The following books are geared to thru-hiking the Appalachian Mountains; however, they have some good information on the Georgia portion of the trail:

The Appalachian Pages: A Handbook for Hiking the Appalachian Trail by David Miller and Rick Towle. This book has detailed information on elevations, mileages, water sources, landmarks and nearby transportation.

The Thru-Hiker’s Handbook by Dan “Wingfoot” Bruce. This is a wonderful field guide for the Appalachian Mountains.

Even if you are just planning a day hike, I would strongly suggest purchasing sectional maps of the area you are planning to hike. These are published by the Appalachian Trail Conservancy and are waterproof and tear-resistant.
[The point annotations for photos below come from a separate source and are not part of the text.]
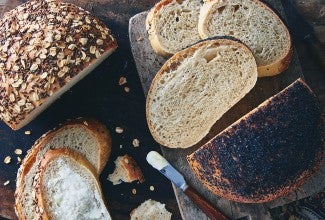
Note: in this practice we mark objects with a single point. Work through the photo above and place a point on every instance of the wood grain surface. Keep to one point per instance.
(100, 96)
(148, 63)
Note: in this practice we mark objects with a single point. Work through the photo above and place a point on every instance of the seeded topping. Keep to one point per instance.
(43, 45)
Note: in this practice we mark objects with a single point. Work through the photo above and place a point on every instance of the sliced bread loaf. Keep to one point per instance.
(46, 47)
(151, 210)
(67, 187)
(172, 25)
(268, 152)
(195, 87)
(253, 23)
(87, 136)
(126, 170)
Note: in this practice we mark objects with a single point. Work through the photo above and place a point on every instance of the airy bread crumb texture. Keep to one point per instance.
(195, 88)
(126, 170)
(151, 210)
(71, 192)
(250, 21)
(173, 25)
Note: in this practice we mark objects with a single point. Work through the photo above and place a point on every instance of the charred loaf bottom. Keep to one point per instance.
(267, 153)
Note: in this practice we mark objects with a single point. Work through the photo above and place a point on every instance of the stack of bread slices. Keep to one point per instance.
(58, 179)
(268, 152)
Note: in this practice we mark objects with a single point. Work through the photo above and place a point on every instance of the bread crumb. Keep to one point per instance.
(6, 183)
(122, 81)
(136, 142)
(119, 130)
(7, 160)
(18, 152)
(126, 89)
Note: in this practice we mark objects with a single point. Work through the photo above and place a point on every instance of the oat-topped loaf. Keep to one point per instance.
(268, 152)
(46, 46)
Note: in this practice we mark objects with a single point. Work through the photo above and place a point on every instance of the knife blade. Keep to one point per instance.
(163, 166)
(301, 30)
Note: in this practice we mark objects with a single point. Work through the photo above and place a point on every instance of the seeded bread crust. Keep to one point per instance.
(97, 129)
(277, 67)
(41, 209)
(46, 47)
(267, 153)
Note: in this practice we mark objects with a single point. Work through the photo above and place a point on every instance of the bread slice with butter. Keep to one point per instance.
(195, 87)
(67, 187)
(255, 24)
(172, 25)
(86, 136)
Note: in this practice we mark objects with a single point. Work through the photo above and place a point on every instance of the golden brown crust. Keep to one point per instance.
(93, 126)
(56, 43)
(48, 157)
(174, 62)
(272, 69)
(240, 177)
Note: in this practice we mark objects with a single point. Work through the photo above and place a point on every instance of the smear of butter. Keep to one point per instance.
(156, 160)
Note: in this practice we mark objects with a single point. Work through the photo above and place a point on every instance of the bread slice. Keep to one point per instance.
(126, 170)
(46, 47)
(267, 153)
(172, 25)
(67, 187)
(255, 24)
(87, 136)
(195, 87)
(151, 210)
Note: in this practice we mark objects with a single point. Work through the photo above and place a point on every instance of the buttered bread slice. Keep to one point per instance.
(67, 187)
(253, 23)
(172, 25)
(195, 87)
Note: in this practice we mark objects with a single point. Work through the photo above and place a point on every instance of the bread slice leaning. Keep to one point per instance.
(67, 187)
(255, 24)
(267, 153)
(86, 136)
(172, 25)
(195, 87)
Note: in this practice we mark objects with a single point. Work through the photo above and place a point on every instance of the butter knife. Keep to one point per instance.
(163, 166)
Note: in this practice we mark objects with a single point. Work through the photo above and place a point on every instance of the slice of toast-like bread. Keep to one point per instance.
(127, 170)
(195, 88)
(150, 210)
(255, 24)
(268, 152)
(67, 187)
(87, 136)
(172, 25)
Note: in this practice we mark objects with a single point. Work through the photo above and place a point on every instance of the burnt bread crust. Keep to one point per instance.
(267, 153)
(46, 46)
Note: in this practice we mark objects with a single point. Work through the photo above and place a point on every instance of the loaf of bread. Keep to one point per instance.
(267, 153)
(151, 210)
(172, 25)
(195, 87)
(126, 170)
(46, 46)
(87, 136)
(67, 187)
(255, 24)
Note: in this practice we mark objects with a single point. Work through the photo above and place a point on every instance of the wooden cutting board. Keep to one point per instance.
(148, 63)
Some website resources are:;;

General advice

Here is some general advice for hiking and backpacking the AT. Have a partner. Use a cane or walking stick. Basil feels that “sleeping in a lightweight tent is preferable to sleeping in the shelters (lean-tos), which are not that comfortable.”

Choosing comfortable hiking shoes that are waterproof, have non-slip soles, toe protection and firm ankle support is important. Gore-tex socks are also a worthwhile investment. When choosing clothing, layers are best. Prepare for wet and cold. Even in summer, the higher elevation weather can change quickly.

Waterproof fabrics are best, but an inexpensive poncho will do in an emergency. Avoid cotton. It is uncomfortable when wet. Synthetic fabric will keep you warm and let moisture wick away.

All water from streams must be treated. Be sure to drink enough to keep you hydrated. Dehydration causes fatigue. Eat high-energy carbohydrates like nuts, granola, dried fruit, chocolate chips and peanut butter, and fresh fruit like bananas.

Even when doing day hikes, be sure to bring a backpack with food, water and extra clothing, hat and sunscreen. Also, bring Band-aids and be prepared for cuts, burns, blisters, sprains or headaches. Do not leave any trash. Take out whatever you carry in.

The Backpacker Magazine is a great resource for information on outdoor equipment for day hikes, as well as overnight backpacking.

Whether you are planning on hiking, backpacking, paddling, fishing or just enjoying the views, you will not be disappointed with the north Georgia mountain region.